When I started out in journalism nearly ten years ago, relationships were very much about personal communications – talking to people, meeting them and cultivating relationships. Then I started noticing how technology was changing the way journalists and PRs interacted.
It became more about mass emails and ResponseSource (the enquiries system that matches journalists and PRs looking for complementary coverage). This meant more information – a lot more – but less relationship.
I was also struck by how little thought was going into how this was being done. The actual message between journalists and PRs was being lost among the noise of information.
So, I was part of the team which set up the:101 group. We run courses explaining to PRs how journalists work, what makes a good pitch, and how to establish good, productive working relationships. The blog came about as a nice way to establish a bit of two-way dialogue, so that we could share ideas among the community.
So do you think social media is making this situation better or worse?
Right now – worse! But hopefully better in future.
Worse because people are just finding that this is a new way in which to spam journalists. Really, the amount of information coming through is staggering. And this does make the PRs job harder too, because they don’t stand out.
However, I am optimistic. I hope the situation will improve when people start filtering and tweaking and getting back to more quality rather than quantity.
Who are better at blogging – PRs or journalists?
PRs. I find them more imaginative. They embrace multimedia more, with feeds, audio, video, podcasts and so on. I think this is possibly because they’re experimenting, playing around with the technology on behalf of clients. And they’re just more fun.
A lot of journalists can be quite dry and academic. They seem to regard copy on screen as analogous to copy on paper. This is true to an extent, but does not embrace all that blogging could be.

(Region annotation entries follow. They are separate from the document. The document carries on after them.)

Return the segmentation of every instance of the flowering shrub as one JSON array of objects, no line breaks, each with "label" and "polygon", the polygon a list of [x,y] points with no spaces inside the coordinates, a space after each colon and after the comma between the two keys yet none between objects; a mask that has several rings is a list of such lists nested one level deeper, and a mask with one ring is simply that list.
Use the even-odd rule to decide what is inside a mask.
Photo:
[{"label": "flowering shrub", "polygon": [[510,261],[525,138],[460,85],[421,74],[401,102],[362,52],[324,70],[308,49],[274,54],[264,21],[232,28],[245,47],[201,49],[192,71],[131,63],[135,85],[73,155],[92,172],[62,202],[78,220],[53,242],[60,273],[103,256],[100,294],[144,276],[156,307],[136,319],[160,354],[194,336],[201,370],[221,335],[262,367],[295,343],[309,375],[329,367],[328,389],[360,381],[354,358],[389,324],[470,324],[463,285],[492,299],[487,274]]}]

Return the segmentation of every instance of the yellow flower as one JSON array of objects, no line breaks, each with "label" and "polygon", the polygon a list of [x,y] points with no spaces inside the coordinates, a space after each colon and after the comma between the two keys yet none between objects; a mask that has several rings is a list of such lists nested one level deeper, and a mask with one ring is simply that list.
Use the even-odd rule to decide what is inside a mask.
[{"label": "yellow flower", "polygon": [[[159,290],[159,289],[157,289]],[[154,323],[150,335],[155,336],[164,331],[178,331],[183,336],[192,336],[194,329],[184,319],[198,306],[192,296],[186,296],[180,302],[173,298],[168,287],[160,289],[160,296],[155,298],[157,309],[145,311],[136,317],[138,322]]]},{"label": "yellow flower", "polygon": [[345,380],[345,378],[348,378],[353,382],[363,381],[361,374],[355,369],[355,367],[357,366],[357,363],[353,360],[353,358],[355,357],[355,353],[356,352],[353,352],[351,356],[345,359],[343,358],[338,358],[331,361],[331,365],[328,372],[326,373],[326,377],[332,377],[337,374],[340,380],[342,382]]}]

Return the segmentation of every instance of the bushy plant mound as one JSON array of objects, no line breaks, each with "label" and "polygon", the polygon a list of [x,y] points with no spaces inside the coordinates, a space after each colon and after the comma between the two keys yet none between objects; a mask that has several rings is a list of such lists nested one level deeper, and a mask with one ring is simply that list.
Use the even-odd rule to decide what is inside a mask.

Which are your best blog posts in terms of gaining response?
A controversial post stirs things up. These are often the ones I dash off in a couple of minutes, click Submit, then wonder whether I should have done it.
I got the most comments off a post in which I said I was not going to use ResponseSource, WebPR or any of those services because they took up too much time. I then revisited to say that I was in fact getting much more done, that I was talking to people again and basically having more fun.
Some people went ballistic. People generally do this when they perceive an attack on their ways of working. But I think the whole debate was positive. People need to see other ways of working. Just because we’ve done things one way all our lives doesn’t mean it’s right.
Little fights can erupt and create traffic from time to time. For example I once posted about whether or not it was sexist to refer to people as ‘PR bunnies’. There were some fairly robust comments on that issue. Interestingly the responses were fairly even split on both sides. So an issue thrown into the mix produced an insight that we may not have had if people weren’t able to comment quickly and easily on the blog.
What is your favourite social media site?
I’m not a big fan of any in particular. I just struggle to find the time and I’m a bit technically incompetent. I use Flickr, YouTube and Facebook regularly but the others I usually try and fail to get to grips with. They just add to the volume of information that I have to find more ways of filtering.
Who are your favourite bloggers?
I like Charles Arthur of The Guardian. He does a bit of tech, a bit of journalism, a bit of PR, but he also gives us peeks into his personal life, for example giving updates on his deaf son. Forever Amber is a journalist whom I find very funny, and I like her writing style. Andrew Smith is a PR director working on a ‘secret project’ and won’t tell anyone what it is.
What do you think 2008 holds in store for social media?
I think there will be new channels, so PRs, who already have so many people to communicate with, will have to communicate with even more. Like any business they will naturally choose the perceived cheapest option first, which is emails. So, I guess people at the other end can expect more emails coming through. To get back to the quality vs quantity idea, I would like to see more agencies making creative use of these channels to tell stories.
I anticipate more legal involvement too. I think we’re approaching the point at which it’s not considered acceptable for any old ‘citizen journalist’ to grab images from the web and stick them on their posts, for example. Copyright will become important.
One thing I know will happen in 2008: I will be running a Media Training group called Meet the Media at PRNewswire on Wednesday 13th February! We’ve got some very high profile hacks there including the launch editor of Chat and Take a Break, the health editor at First magazine, former editor of Insurance Times, a couple of Guardian writers and a pretty respected travel and parenting journo. So anyone who fancies meeting them and asking about what we do for a crust is welcome!